Antioxidant treatment prevents the development of fructose-induced abdominal adipose tissue dysfunction

FARIÑA J; GAGLIARDINO JJ ET AL

CLINICAL SCIENCE (LONDON, ENGLAND : 1979)

PORTLAND PRESS LTD

Lugar: Londres; Año: 2013 vol. 125 p. 87 - 97

0143-5221

We tested the effect of OS (oxidative stress) inhibition in rats fed with an FRD (fructose-rich diet; 10% w/v in drinking water) for 3 weeks. Normal adult male rats received a standard CD (commercial diet) or an FRD without or with an inhibitor of NADPH-oxidase, APO (apocynin; 5 mM in drinking water; CD-APO and FRD-APO). We thereafter measured plasma OS and metabolic-endocrine markers, AAT (abdominal adipose tissue) mass and cell size, FA (fatty acid) composition (content and release), OS status, LEP (leptin) and IRS (insulin receptor substrate)-1/-2 mRNAs, ROS (reactive oxygen species) production, NADPH oxidase activity, and LEP release by isolated AAT adipocytes.
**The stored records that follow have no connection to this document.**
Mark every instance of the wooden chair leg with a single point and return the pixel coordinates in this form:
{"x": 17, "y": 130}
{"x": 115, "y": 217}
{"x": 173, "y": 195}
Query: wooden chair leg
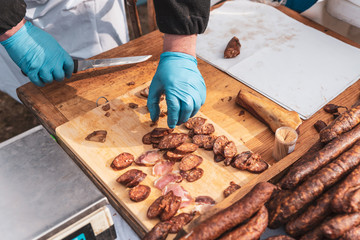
{"x": 151, "y": 15}
{"x": 131, "y": 9}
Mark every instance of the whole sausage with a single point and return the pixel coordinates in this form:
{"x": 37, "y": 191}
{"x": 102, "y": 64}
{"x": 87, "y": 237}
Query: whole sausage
{"x": 315, "y": 234}
{"x": 341, "y": 124}
{"x": 251, "y": 230}
{"x": 235, "y": 214}
{"x": 190, "y": 161}
{"x": 352, "y": 234}
{"x": 139, "y": 193}
{"x": 316, "y": 184}
{"x": 313, "y": 215}
{"x": 131, "y": 178}
{"x": 345, "y": 199}
{"x": 339, "y": 224}
{"x": 159, "y": 232}
{"x": 332, "y": 150}
{"x": 123, "y": 160}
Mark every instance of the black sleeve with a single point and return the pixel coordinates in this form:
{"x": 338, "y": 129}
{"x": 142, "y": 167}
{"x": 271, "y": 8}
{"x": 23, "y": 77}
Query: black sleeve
{"x": 182, "y": 17}
{"x": 11, "y": 13}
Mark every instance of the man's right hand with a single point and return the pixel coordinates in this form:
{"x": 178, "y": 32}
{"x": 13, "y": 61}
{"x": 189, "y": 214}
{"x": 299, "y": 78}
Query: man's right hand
{"x": 38, "y": 55}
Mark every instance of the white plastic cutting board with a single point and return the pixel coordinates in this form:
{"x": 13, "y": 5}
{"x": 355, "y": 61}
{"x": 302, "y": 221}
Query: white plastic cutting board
{"x": 296, "y": 66}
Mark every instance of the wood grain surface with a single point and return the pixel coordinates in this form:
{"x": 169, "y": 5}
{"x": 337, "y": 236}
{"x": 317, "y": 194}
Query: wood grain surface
{"x": 58, "y": 103}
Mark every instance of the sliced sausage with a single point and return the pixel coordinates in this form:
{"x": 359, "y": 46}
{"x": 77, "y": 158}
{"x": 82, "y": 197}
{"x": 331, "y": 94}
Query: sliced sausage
{"x": 123, "y": 160}
{"x": 159, "y": 232}
{"x": 179, "y": 221}
{"x": 251, "y": 230}
{"x": 313, "y": 215}
{"x": 193, "y": 174}
{"x": 230, "y": 150}
{"x": 160, "y": 132}
{"x": 170, "y": 155}
{"x": 189, "y": 162}
{"x": 131, "y": 178}
{"x": 139, "y": 193}
{"x": 173, "y": 140}
{"x": 230, "y": 189}
{"x": 194, "y": 122}
{"x": 186, "y": 148}
{"x": 252, "y": 164}
{"x": 205, "y": 129}
{"x": 214, "y": 226}
{"x": 316, "y": 184}
{"x": 220, "y": 144}
{"x": 338, "y": 225}
{"x": 345, "y": 122}
{"x": 346, "y": 198}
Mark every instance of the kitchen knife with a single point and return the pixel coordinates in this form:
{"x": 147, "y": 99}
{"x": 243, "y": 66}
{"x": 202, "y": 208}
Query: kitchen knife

FRD rats had larger AAT mass without changes in body weight, and higher plasma levels of triglycerides, FAs, TBARS and LEP. While no significant changes in glucose and insulin plasma levels were observed in these animals, their HOMA-IR (homeostasis model of assessment of insulin resistance) values were significantly higher than those of CD. The AAT from FRD rats had larger adipocytes, higher saturated FAs content, higher NADPH oxidase activity, greater ROS production, a distorted FAs content/release pattern, lower insulin sensitivity together with higher and lower mRNA content of LEP and IRS-1-/2, respectively, and released a larger amount of LEP. The development of all the clinical, OS, metabolic, endocrine and molecular changes induced by the FRD were significantly prevented by APO co-administration. The fact that APO treatment prevented both changes in NADPH oxidase activity and the development of all the FRD-induced AAT dysfunctions in normal rats, strongly suggests that OS plays a main role in the FRD-induced metabolic syndrome phenotype.